2021年4月2日金曜日

子供たちの教育をになう

 原子力発電所は、電気を起こすために運営されているのではありません。その本当の目的は、核武装です。正確に言うと、日本を、いつでも核武装できる状態にしておくために、行われています。その技術の発展を担ったのは科学技術庁という役所でした。その業務の大半は、核燃料再処理、高速増殖炉、ロケット開発でした。これらを組みあわせると、核ミサイルを作ることができます。ですから本当の名前は「核ミサイル開発庁」でした。この役所はその後、文部省と統合されて、文部科学省になっています。ですから、文部省の本当の名前は、「文部核ミサイル開発省」です。
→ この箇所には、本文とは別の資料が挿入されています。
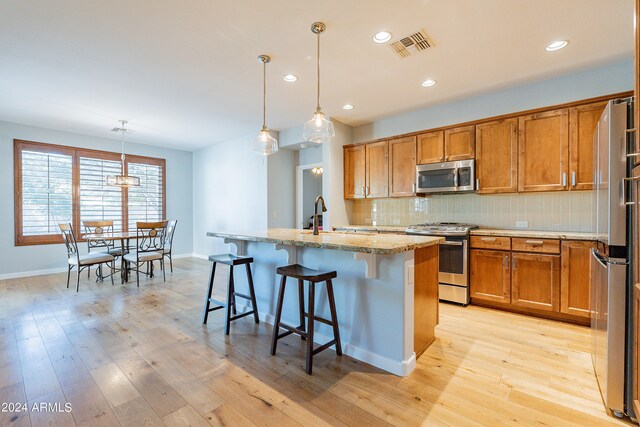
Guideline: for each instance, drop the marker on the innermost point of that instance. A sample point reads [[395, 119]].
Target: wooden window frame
[[20, 145]]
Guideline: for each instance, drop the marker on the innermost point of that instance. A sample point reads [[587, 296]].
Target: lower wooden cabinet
[[489, 279], [575, 289], [547, 278], [535, 281]]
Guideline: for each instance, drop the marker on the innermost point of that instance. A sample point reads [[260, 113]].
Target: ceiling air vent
[[413, 43]]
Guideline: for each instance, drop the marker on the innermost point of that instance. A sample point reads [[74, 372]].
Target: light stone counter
[[381, 244], [565, 235]]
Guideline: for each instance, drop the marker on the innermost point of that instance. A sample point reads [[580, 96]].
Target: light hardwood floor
[[127, 356]]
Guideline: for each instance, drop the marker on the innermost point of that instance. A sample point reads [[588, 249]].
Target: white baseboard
[[21, 274], [401, 369]]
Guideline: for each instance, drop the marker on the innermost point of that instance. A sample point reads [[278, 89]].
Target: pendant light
[[264, 144], [122, 180], [318, 130]]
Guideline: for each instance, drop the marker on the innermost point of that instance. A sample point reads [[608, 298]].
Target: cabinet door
[[489, 278], [377, 169], [535, 281], [497, 157], [543, 143], [459, 143], [431, 147], [582, 125], [354, 172], [402, 167], [575, 281]]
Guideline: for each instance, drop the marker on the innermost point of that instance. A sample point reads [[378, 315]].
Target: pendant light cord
[[318, 62]]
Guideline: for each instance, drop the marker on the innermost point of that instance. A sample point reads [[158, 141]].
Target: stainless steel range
[[454, 257]]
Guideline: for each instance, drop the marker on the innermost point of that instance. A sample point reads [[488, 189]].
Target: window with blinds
[[146, 201], [99, 201], [56, 184], [46, 192]]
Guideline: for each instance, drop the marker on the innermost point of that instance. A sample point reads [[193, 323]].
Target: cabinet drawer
[[545, 246], [491, 242]]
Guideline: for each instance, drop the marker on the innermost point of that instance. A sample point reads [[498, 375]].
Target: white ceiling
[[186, 75]]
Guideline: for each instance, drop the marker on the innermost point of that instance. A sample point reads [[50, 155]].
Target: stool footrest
[[324, 347], [239, 316]]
日本ではこんな役所が、子供たちの教育をになっているのです。

   ---  安冨歩 木村恵 『魔法のヤカン』

2021年3月7日日曜日

責任

 自ら考えて決めた時にだけ、自分のしたことに責任をとることができる。だから自ら考えていないということは、自分で決めていないということであり、そうであれば、やったことの責任は、本来とれないはずである。にもかかわらず、成績や入試の結果に関しては、生徒が責任を負わされる。「君の努力が足りなかった」とか「君は運が悪い」とか「頭が悪い」とか。そして挙句の果てに「自己責任」と言われたりする。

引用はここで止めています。